During his four-month rehabilitation at the Veterans Administration Blind Center in West Haven, Conn., he learned to type and organize daily routines.

"He possessed an indomitable spirit," said William Volenick, a friend from Ellicott City. "I was with him the night the ophthalmologist told him there was nothing that could be done. He said, `I sort of figured that.'

"He was never dominated by his blindness. He just picked up and moved on," Mr. Volenick said.

When he completed his rehabilitation, he returned to his job at Fairchild Industries in Germantown and completed a master's degree in business administration at George Washington University.

More than 20 years ago, he began a career selling newspaper advertising space by telephone for Bethesda-based CustomNEWS Inc., a firm that publishes convention newspapers.

Family members said he ran his Lutherville office with an old Royal manual typewriter and several tape recorders. With an hour or two of secretarial help a week, he became a successful salesman.

"He was my company's first full-time employee. He was a real workhorse. You could send him a list of 100 prospective clients, and he'd contact them all," said Ross E. Heller, president of CustomNEWS. "He was an extraordinarily talented individual. I don't think any of his clients were aware he wasn't sighted."

Family members said Mr. Kines had a lifelong passion for flying. As a boy, he built model planes. In the last week of his life, he had conversations with friends about the aerospace field.

"He dreamed of flying from the time he was a little boy," said his wife of 45 years, the former Barbara Newman. "He'd still wake up in the morning and say, `I logged some really great flight time last night.'"

The native Baltimorean was raised in the 2500 block of Guilford Ave. and was a graduate of SS. Philip and James Parochial School, Loyola Blakefield and Loyola College, where he earned a bachelor of science degree in 1949.

He earned his aviator's wings in the naval cadet program at Pensacola, Fla., and flew bombers out of North Island Naval Air Station in San Diego. He was released from active duty in 1956 but joined a reserve anti-submarine warfare squadron. During tense periods in the Cold War in the early 1960s, he was recalled to active duty.
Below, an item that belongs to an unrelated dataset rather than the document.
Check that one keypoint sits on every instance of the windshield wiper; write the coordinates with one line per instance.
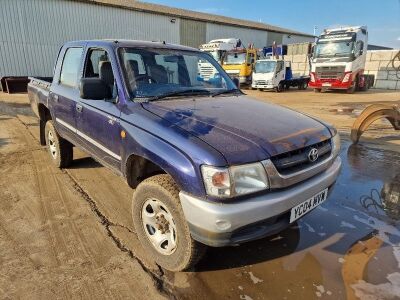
(179, 93)
(231, 91)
He told family members that during the Cuban missile crisis in 1962, he flew a crew on patrol missions in the Caribbean.

He retired from military service in 1970 with the rank of commander.

He served on the boards of Blind Industries and Services of Maryland and Friends of the Library for the Blind and Physically Handicapped. He was named Outstanding Marylander with a Disability in 1998 by the state legislature.

A Mass of Christian burial will be offered at 10 a.m. today at SS. Philip and James Roman Catholic Church, 2801 N. Charles St.

In addition to his wife, he is survived by two sons, Dwight Rodgers Kines of Towson and Robert Sullivan Kines of Tampa, Fla.; a daughter, Deborah Kathleen Kines of Beltsville; a brother, Donald S. Kines of Cockeysville; a sister, Jacqueline Moran of Hockessin, Del.; and six grandchildren.